The sale of marijuana for recreational use in California became legal Jan. 1, a few weeks before Santa Rosa’s local cannabis ordinance took effect. Three existing dispensaries that sold medical cannabis have been the only businesses to gain city approval to sell marijuana for recreational use.

Thirty applications for a permit to sell cannabis to adults in Santa Rosa were still pending as of Friday, according to city data. All came in before the city’s April 20 deadline and have been working through the planning process since.

Later this month, the Planning Commission will hold its first hearing on a retail cannabis use permit application, foreshadowing about two dozen similar hearings over the next four to six months, said Clare Hartman, the city’s deputy director for planning.

Hartman said the city received more cannabis retail applications than expected. When combined with a flood of applications to rebuild homes lost in the 2017 wildfires, the city has received more requests for permits this year than in any year in the last decade.

Housing, a top priority for the City Council, has received more attention than cannabis from the city planning department. As a result, the cannabis permitting process has been delayed by about a month, Hartman said.

The city has been able to “fold in these cannabis applications without delaying our progress on housing applications,” Hartman said, but the approach is still “housing above all else.”

“As housing projects become available for hearings, they’ll make the next agenda,” Hartman said. “Cannabis applications, I might have to meter them out.”

Tibbetts and several other council members are pushing back against parts of the plan, raised by city staff at an October study session, to cut 50 positions, including some to work on permitting cannabis business.

“It does not make sense to me that we would cut income-generating positions,” Councilwoman Julie Combs said.
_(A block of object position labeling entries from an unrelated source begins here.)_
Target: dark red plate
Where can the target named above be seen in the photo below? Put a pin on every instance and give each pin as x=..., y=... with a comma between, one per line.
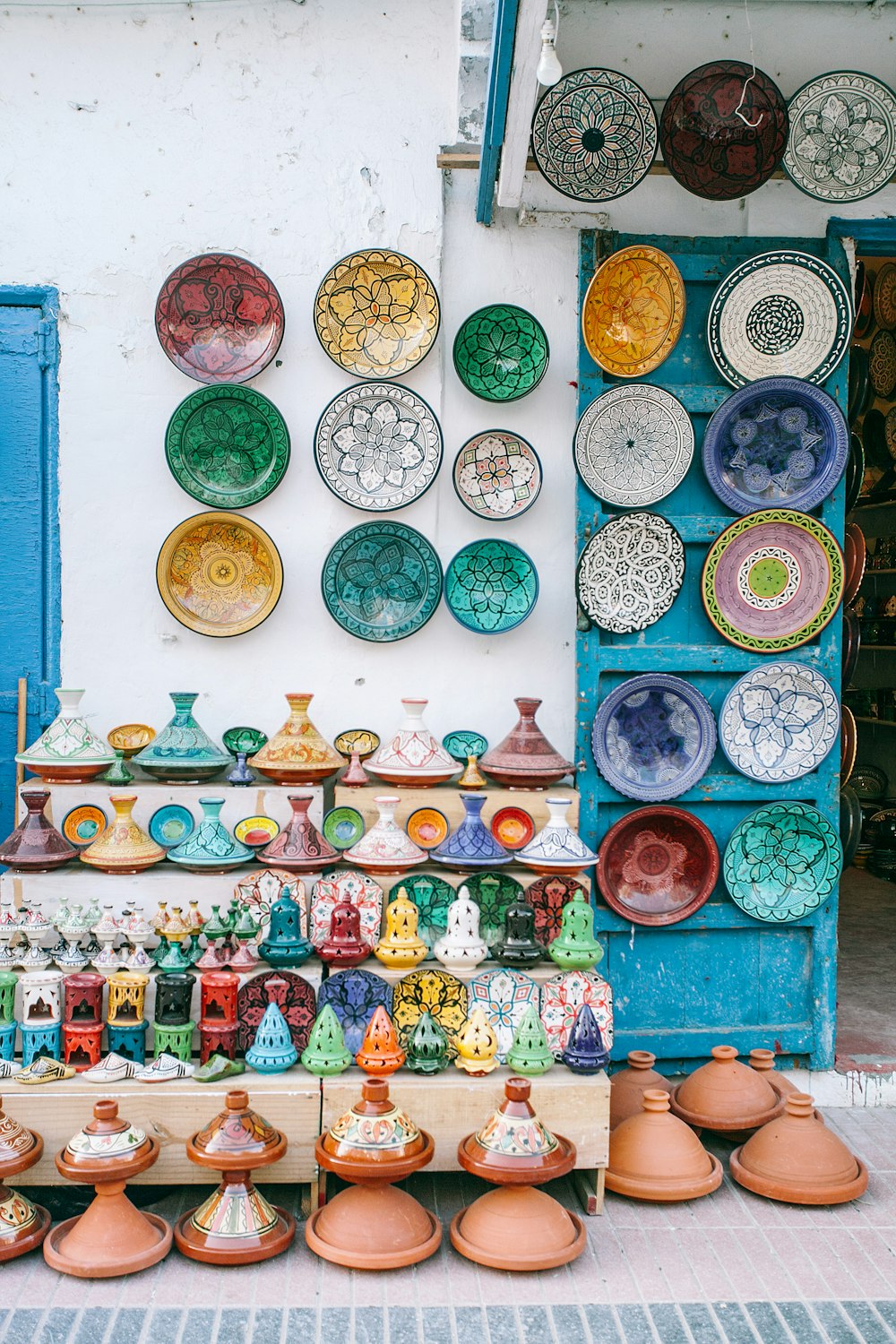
x=220, y=319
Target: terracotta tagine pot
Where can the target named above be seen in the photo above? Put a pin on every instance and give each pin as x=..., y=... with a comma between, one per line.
x=112, y=1236
x=657, y=1158
x=726, y=1096
x=236, y=1225
x=373, y=1225
x=517, y=1228
x=798, y=1160
x=525, y=760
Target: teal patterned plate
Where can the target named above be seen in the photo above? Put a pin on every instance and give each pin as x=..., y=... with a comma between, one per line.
x=228, y=446
x=782, y=862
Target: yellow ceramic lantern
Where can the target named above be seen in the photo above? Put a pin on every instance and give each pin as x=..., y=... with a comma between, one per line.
x=401, y=948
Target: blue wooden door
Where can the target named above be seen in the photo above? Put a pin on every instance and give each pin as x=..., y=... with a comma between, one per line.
x=719, y=976
x=29, y=521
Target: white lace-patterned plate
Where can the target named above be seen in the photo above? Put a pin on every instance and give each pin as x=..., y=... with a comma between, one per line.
x=630, y=572
x=378, y=446
x=780, y=722
x=633, y=445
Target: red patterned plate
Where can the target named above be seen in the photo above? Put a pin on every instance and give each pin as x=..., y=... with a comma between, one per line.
x=220, y=319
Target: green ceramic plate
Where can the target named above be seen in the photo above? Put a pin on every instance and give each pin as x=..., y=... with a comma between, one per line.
x=228, y=446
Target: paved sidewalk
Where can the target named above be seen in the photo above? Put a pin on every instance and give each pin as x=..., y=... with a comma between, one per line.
x=727, y=1268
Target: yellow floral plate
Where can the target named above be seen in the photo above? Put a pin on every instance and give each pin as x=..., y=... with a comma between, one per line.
x=376, y=314
x=633, y=311
x=220, y=574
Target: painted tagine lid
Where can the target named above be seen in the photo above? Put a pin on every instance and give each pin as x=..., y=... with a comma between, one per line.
x=798, y=1160
x=727, y=1096
x=297, y=753
x=525, y=760
x=513, y=1147
x=67, y=752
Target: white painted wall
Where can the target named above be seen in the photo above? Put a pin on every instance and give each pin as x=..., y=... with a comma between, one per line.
x=293, y=134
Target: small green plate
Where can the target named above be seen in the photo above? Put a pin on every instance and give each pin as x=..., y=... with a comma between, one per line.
x=228, y=446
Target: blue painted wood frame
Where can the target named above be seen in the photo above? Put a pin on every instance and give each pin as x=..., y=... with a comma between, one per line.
x=718, y=976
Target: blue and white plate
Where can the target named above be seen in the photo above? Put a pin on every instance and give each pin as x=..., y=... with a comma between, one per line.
x=780, y=722
x=653, y=737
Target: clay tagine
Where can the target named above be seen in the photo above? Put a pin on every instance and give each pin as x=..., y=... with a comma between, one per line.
x=373, y=1225
x=798, y=1160
x=236, y=1225
x=112, y=1236
x=517, y=1228
x=654, y=1156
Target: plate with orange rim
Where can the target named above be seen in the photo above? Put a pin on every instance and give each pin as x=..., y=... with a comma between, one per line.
x=633, y=311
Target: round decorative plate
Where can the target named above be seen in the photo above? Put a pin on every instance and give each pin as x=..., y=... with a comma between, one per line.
x=83, y=824
x=378, y=446
x=497, y=475
x=772, y=580
x=630, y=572
x=782, y=862
x=780, y=722
x=633, y=445
x=657, y=866
x=842, y=136
x=343, y=827
x=594, y=134
x=382, y=582
x=220, y=319
x=653, y=737
x=228, y=446
x=780, y=441
x=376, y=314
x=501, y=352
x=633, y=311
x=490, y=586
x=723, y=129
x=780, y=312
x=220, y=574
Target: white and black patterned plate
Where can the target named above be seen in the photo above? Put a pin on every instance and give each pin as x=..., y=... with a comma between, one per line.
x=630, y=572
x=594, y=134
x=842, y=136
x=378, y=446
x=780, y=314
x=633, y=445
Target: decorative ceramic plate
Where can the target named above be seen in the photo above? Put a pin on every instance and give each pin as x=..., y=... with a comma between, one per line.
x=220, y=319
x=630, y=572
x=343, y=827
x=772, y=580
x=83, y=824
x=355, y=995
x=228, y=446
x=657, y=866
x=376, y=314
x=782, y=312
x=501, y=352
x=378, y=446
x=780, y=722
x=497, y=475
x=842, y=136
x=220, y=574
x=653, y=737
x=594, y=134
x=512, y=827
x=780, y=441
x=382, y=582
x=782, y=862
x=723, y=129
x=633, y=311
x=490, y=586
x=633, y=445
x=171, y=824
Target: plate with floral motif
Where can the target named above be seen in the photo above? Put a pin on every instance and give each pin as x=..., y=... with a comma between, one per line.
x=782, y=862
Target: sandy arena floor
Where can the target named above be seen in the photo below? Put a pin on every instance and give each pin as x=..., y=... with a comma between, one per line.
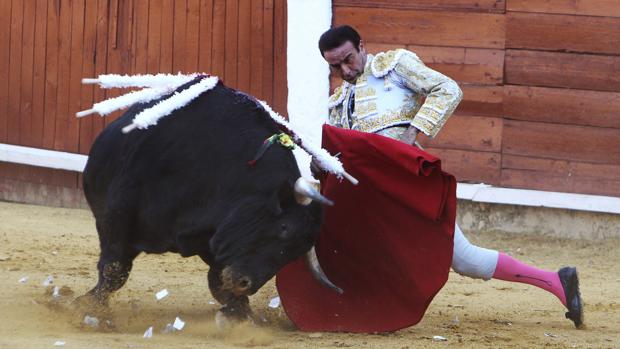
x=39, y=241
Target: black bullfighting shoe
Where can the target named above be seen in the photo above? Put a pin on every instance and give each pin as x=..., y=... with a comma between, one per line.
x=570, y=283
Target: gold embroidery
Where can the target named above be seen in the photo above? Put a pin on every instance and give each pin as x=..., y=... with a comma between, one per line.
x=390, y=118
x=364, y=92
x=365, y=109
x=383, y=63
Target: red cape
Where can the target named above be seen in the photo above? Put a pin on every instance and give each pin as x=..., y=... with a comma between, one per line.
x=386, y=242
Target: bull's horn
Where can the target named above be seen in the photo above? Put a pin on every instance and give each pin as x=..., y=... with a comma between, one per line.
x=305, y=193
x=315, y=268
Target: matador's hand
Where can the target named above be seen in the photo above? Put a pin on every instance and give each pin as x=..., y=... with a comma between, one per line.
x=410, y=135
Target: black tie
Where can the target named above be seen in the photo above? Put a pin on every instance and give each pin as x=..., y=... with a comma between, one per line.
x=351, y=108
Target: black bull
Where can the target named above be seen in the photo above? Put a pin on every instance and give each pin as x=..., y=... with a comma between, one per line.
x=185, y=186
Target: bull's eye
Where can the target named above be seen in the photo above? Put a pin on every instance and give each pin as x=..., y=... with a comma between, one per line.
x=283, y=231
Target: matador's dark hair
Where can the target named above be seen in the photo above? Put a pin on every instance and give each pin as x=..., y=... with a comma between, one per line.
x=337, y=36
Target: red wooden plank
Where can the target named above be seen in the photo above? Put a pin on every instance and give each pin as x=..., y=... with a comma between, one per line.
x=101, y=60
x=470, y=166
x=114, y=15
x=243, y=60
x=552, y=69
x=192, y=36
x=119, y=58
x=481, y=100
x=38, y=87
x=537, y=31
x=433, y=28
x=560, y=175
x=5, y=41
x=206, y=40
x=167, y=32
x=27, y=68
x=75, y=84
x=268, y=50
x=88, y=70
x=468, y=133
x=64, y=75
x=562, y=106
x=35, y=174
x=455, y=5
x=279, y=53
x=140, y=50
x=563, y=142
x=256, y=50
x=574, y=7
x=231, y=39
x=51, y=75
x=465, y=65
x=154, y=37
x=218, y=36
x=15, y=57
x=41, y=194
x=180, y=26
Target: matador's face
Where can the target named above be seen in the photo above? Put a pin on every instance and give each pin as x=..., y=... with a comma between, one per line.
x=347, y=60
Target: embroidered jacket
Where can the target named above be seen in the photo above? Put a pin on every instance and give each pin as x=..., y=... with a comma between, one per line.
x=390, y=93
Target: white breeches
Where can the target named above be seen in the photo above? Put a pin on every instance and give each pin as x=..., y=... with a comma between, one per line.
x=470, y=260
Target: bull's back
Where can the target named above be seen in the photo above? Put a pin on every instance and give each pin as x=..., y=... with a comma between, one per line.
x=196, y=154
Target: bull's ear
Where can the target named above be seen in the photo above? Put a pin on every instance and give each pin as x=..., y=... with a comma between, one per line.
x=282, y=198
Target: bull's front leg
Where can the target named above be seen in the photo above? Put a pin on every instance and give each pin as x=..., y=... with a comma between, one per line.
x=235, y=308
x=114, y=266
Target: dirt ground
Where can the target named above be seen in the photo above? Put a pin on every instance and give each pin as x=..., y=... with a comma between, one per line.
x=39, y=241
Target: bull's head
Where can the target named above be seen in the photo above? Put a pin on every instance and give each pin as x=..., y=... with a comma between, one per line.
x=262, y=233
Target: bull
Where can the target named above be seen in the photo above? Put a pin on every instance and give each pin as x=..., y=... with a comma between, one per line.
x=185, y=186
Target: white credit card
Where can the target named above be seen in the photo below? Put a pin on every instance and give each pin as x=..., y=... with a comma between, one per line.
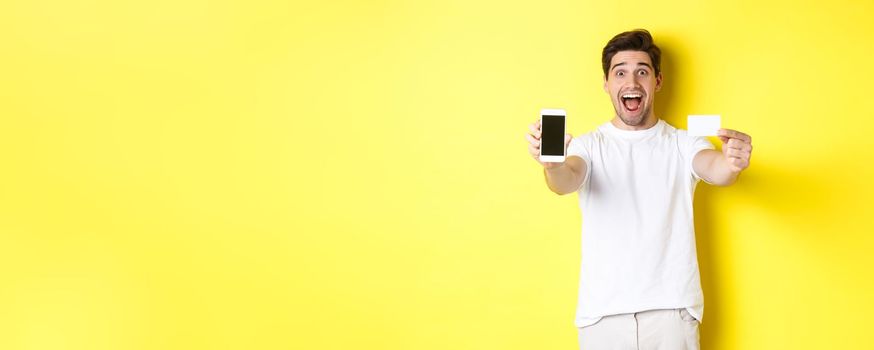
x=703, y=125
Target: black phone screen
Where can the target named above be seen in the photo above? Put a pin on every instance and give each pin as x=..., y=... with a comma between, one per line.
x=552, y=135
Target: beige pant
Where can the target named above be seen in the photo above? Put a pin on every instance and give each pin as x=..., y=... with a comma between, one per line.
x=667, y=329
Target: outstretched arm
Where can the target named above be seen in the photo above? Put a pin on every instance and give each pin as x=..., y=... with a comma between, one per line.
x=723, y=168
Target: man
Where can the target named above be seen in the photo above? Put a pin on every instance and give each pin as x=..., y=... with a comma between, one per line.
x=636, y=175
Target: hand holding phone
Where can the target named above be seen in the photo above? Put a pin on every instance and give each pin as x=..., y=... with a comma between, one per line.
x=548, y=141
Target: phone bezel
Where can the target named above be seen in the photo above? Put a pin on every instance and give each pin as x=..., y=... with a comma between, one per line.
x=553, y=158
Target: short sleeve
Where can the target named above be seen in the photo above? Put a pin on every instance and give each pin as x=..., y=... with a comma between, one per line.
x=696, y=144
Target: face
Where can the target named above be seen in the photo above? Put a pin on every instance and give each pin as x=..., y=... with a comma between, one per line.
x=631, y=83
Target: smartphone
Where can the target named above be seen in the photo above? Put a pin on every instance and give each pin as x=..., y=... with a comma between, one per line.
x=552, y=130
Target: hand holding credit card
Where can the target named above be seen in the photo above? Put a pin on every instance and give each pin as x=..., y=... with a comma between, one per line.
x=704, y=125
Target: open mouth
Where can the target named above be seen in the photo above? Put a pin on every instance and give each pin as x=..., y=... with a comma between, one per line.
x=631, y=101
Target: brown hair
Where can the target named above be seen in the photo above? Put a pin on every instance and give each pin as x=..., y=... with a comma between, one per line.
x=635, y=40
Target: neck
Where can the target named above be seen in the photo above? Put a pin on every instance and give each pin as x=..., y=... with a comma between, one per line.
x=649, y=122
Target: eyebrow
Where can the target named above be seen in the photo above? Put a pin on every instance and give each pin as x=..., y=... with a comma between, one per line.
x=623, y=63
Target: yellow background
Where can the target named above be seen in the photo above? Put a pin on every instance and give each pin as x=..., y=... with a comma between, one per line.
x=353, y=174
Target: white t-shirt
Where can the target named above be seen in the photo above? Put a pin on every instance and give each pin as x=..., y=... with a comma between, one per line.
x=638, y=235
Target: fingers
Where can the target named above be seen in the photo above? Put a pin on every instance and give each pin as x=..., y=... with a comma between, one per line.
x=535, y=129
x=533, y=146
x=734, y=134
x=738, y=164
x=532, y=140
x=736, y=153
x=738, y=144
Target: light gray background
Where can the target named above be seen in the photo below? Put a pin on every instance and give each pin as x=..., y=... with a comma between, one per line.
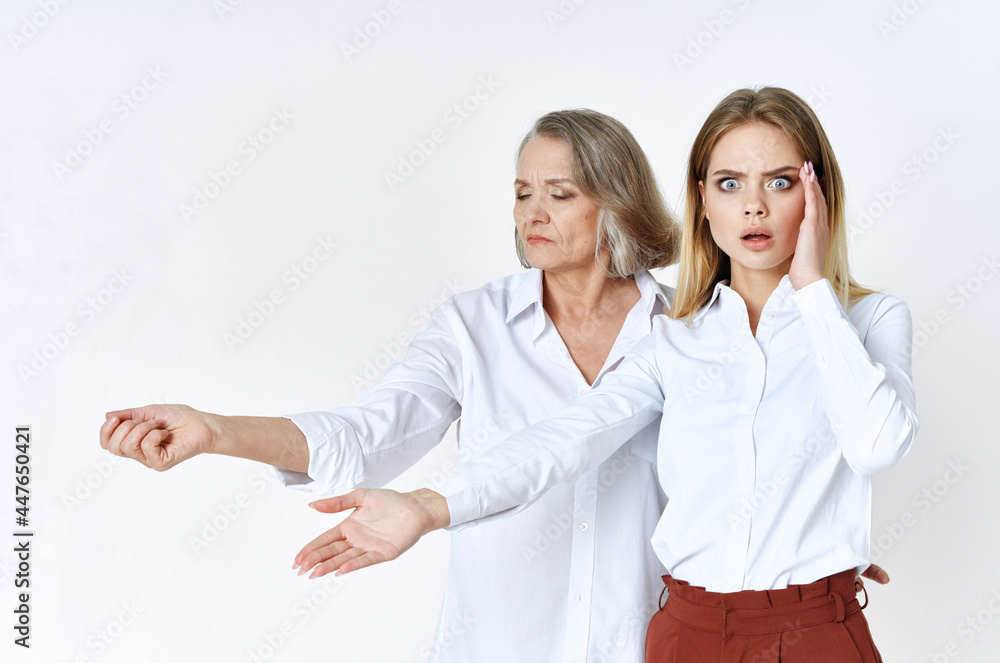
x=891, y=81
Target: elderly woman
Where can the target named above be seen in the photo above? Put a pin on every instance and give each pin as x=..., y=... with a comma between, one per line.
x=589, y=222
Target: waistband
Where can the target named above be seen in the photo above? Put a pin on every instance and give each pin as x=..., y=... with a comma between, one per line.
x=753, y=612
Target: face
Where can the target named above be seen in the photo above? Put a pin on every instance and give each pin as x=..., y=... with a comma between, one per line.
x=556, y=221
x=753, y=197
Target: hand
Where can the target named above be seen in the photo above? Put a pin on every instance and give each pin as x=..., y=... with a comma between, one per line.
x=873, y=572
x=383, y=526
x=158, y=436
x=814, y=233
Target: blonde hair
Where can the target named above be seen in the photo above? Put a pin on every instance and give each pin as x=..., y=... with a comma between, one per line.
x=703, y=264
x=634, y=226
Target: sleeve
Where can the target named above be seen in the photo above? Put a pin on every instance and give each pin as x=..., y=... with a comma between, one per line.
x=560, y=448
x=868, y=389
x=403, y=416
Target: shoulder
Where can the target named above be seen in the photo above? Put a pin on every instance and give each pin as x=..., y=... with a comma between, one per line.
x=878, y=310
x=495, y=293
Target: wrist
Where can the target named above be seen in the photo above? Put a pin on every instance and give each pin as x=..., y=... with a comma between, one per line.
x=436, y=507
x=217, y=432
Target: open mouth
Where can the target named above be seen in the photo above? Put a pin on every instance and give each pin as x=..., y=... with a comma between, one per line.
x=756, y=238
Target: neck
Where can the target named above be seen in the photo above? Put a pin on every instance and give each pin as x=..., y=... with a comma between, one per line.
x=580, y=294
x=755, y=286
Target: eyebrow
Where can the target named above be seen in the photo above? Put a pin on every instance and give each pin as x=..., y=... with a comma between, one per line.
x=554, y=180
x=770, y=173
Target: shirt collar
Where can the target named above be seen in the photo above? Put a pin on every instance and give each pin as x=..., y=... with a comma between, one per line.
x=777, y=298
x=526, y=293
x=529, y=292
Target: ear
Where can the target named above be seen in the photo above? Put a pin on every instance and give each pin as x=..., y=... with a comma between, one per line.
x=701, y=193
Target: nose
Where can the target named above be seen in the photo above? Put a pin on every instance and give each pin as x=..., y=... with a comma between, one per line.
x=754, y=206
x=535, y=212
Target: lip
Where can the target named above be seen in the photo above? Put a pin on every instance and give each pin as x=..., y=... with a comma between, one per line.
x=537, y=240
x=756, y=238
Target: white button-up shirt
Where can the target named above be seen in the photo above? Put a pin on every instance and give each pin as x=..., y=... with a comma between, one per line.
x=571, y=577
x=767, y=444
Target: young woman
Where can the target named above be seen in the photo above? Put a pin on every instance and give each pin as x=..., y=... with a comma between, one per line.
x=783, y=387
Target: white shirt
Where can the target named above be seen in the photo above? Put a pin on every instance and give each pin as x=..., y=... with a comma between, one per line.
x=767, y=444
x=554, y=581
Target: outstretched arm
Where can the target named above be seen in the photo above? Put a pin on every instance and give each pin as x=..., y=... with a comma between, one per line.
x=161, y=436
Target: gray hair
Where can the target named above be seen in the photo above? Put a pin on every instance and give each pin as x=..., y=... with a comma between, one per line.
x=634, y=225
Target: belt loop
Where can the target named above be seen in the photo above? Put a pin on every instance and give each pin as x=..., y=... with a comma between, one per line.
x=858, y=585
x=840, y=606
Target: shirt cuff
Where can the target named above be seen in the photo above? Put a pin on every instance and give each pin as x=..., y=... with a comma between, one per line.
x=463, y=503
x=328, y=460
x=817, y=299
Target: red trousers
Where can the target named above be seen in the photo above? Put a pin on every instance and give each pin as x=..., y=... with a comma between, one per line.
x=816, y=623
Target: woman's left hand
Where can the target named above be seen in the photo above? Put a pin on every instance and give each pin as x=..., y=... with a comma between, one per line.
x=814, y=234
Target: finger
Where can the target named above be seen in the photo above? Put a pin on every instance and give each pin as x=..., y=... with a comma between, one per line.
x=132, y=442
x=334, y=564
x=370, y=558
x=107, y=429
x=119, y=435
x=876, y=573
x=337, y=563
x=325, y=539
x=154, y=450
x=138, y=413
x=321, y=555
x=351, y=500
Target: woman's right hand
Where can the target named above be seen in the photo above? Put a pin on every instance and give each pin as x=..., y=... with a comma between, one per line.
x=383, y=525
x=158, y=436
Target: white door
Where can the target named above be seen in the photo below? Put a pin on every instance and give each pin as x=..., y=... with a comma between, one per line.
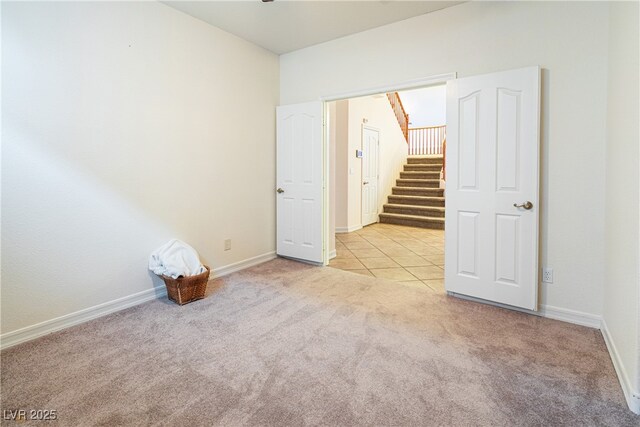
x=491, y=218
x=370, y=150
x=299, y=181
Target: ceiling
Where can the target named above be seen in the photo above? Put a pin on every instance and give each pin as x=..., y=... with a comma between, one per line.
x=285, y=26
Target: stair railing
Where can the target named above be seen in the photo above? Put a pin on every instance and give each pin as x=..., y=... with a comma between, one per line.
x=444, y=159
x=426, y=140
x=401, y=114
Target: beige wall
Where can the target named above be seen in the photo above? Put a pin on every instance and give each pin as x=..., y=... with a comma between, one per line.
x=480, y=37
x=125, y=125
x=622, y=285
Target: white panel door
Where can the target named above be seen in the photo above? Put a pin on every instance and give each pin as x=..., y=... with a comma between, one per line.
x=491, y=218
x=370, y=164
x=299, y=180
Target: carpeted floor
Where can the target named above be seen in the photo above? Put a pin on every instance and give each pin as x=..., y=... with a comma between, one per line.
x=286, y=343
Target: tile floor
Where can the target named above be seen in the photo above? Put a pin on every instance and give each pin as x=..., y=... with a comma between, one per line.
x=411, y=256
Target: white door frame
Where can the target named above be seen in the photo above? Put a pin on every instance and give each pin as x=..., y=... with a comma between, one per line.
x=434, y=80
x=363, y=127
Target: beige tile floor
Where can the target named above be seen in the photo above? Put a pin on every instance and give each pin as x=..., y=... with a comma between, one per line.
x=411, y=256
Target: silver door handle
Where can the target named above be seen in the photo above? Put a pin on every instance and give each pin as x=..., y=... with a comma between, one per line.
x=527, y=205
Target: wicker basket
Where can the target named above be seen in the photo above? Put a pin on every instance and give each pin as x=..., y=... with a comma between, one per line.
x=183, y=290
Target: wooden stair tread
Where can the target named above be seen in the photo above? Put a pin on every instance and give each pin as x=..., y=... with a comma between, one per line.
x=417, y=207
x=412, y=217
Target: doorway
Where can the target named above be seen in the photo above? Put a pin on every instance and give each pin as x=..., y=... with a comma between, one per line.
x=370, y=155
x=493, y=171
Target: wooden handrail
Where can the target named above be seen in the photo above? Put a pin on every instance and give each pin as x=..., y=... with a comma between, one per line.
x=401, y=114
x=428, y=127
x=426, y=140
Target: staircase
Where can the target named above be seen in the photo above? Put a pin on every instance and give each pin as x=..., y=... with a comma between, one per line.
x=417, y=200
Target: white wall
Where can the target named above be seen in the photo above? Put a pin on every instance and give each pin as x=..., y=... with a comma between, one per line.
x=377, y=111
x=480, y=37
x=339, y=122
x=378, y=114
x=622, y=285
x=426, y=106
x=125, y=125
x=331, y=118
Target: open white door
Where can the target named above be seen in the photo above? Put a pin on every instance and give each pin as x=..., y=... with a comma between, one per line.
x=491, y=219
x=370, y=163
x=299, y=180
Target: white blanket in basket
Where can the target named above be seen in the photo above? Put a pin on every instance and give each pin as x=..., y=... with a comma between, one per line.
x=175, y=259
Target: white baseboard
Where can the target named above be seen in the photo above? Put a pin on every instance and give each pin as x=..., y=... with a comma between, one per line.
x=348, y=229
x=548, y=311
x=241, y=265
x=28, y=333
x=571, y=316
x=632, y=396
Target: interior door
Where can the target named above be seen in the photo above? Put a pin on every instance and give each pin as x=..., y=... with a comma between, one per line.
x=299, y=180
x=370, y=164
x=491, y=217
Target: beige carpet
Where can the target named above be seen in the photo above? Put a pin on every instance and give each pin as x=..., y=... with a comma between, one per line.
x=285, y=343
Council members reiterated that housing was the priority, but Councilmen Chris Rogers and John Sawyer said they were aware of some impatience in the local cannabis business community.

“This process has been lengthy for them,” Sawyer said. “They are anxious to move forward.”

One prospective cannabis retailer ready to move forward is the Citrus Hill team, which wants to open a cannabis business at ?1236 Briggs Ave. Citrus Hill’s dispensary application was the first competitive proposal to earn initial approval in July, but the application has been waiting for a Planning Commission hearing for months.

“We would love to see things going much faster,” said Erin Carlstrom, an attorney for Citrus Hill and former city councilwoman who acknowledged that housing and fire response should take precedence and that staff time is limited.

However, “it has taken longer than we would have hoped,” she said. “I have clients that are evaluating whether to stay in Santa Rosa because of these delays.”